Ponzi schemes are ‘investment’ schemes that promise unrealistic returns, which ordinarily should be treated with caution.

The merchants target greedy investors in their push to grow their pyramid schemes which pay returns to their investors from new capital paid to the operators by new investors, rather than from profit earned through legitimate sources.

Not too long after a digital microfinance bank, FairMoney tweeted “Ilebaye, don’t pick up the wrong call! Just saying.”

The microfinance firm is offering 23 percent interest on the N60 million cash price for a 365-day duration, at maturity this will be N72.420million after a 10 percent withholding tax withdrawal.

Another fintech platform Credpal tweeted “We trust you to choose wisely”.

Credit pal showed that after investing the N60million with them for 360 days starting today, she will get N72.960million.
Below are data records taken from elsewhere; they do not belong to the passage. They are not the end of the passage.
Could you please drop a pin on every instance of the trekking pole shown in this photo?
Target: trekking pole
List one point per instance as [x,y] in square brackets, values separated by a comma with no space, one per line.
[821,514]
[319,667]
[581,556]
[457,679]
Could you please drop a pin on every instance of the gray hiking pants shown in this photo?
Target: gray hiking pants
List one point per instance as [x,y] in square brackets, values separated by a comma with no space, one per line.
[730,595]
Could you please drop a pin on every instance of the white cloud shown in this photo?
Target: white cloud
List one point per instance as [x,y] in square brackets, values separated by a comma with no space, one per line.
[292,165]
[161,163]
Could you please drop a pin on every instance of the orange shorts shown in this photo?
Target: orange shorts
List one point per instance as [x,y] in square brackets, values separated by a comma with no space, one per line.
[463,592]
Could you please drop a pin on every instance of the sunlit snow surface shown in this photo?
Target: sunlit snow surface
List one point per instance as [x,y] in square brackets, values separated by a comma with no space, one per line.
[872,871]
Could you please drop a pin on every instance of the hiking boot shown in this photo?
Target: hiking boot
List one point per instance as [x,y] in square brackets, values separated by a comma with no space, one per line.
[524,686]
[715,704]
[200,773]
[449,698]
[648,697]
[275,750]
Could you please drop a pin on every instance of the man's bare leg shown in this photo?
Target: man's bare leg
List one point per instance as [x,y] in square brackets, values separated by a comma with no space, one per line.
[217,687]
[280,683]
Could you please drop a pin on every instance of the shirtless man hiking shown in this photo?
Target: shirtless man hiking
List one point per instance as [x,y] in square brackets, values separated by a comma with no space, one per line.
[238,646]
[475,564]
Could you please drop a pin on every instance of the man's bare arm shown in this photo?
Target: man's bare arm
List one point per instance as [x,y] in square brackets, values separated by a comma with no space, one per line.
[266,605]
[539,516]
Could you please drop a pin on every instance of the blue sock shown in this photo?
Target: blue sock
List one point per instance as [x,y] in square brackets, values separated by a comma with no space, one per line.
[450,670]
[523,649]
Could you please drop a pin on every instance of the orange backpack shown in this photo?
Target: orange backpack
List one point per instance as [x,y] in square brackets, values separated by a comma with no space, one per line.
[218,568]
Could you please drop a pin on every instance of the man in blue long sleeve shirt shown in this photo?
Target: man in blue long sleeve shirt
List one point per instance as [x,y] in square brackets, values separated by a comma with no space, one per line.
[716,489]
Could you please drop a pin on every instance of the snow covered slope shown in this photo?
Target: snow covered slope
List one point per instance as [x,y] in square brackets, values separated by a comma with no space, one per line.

A 24 percent interest rate.

Read also: Nigerian fintechs jostle for talent amid market boom

Adesina Olumide, an analyst at Quantum Economics also tweeted that the FGN bond market yields based on different tenors are between 13 -15 percent, “Any guaranteed return in Nigeria, higher than that deserves a regulatory microscope.”

There is a hypothesis around that new fintech microfinance banks (MFBs) use customer money that was invested in their Fixed Deposit product (ROI up to 15 percent per annum) to issue a loan to other users at up to 30 percent for 30-days period

BusinessDay research shows that FairMoney loan amounts range between N1,500 to N3million with repayment periods from 61 days to 18 months at monthly interest rates that range from 2.5 percent to 30 percent (APRs from 30 to 260 percent).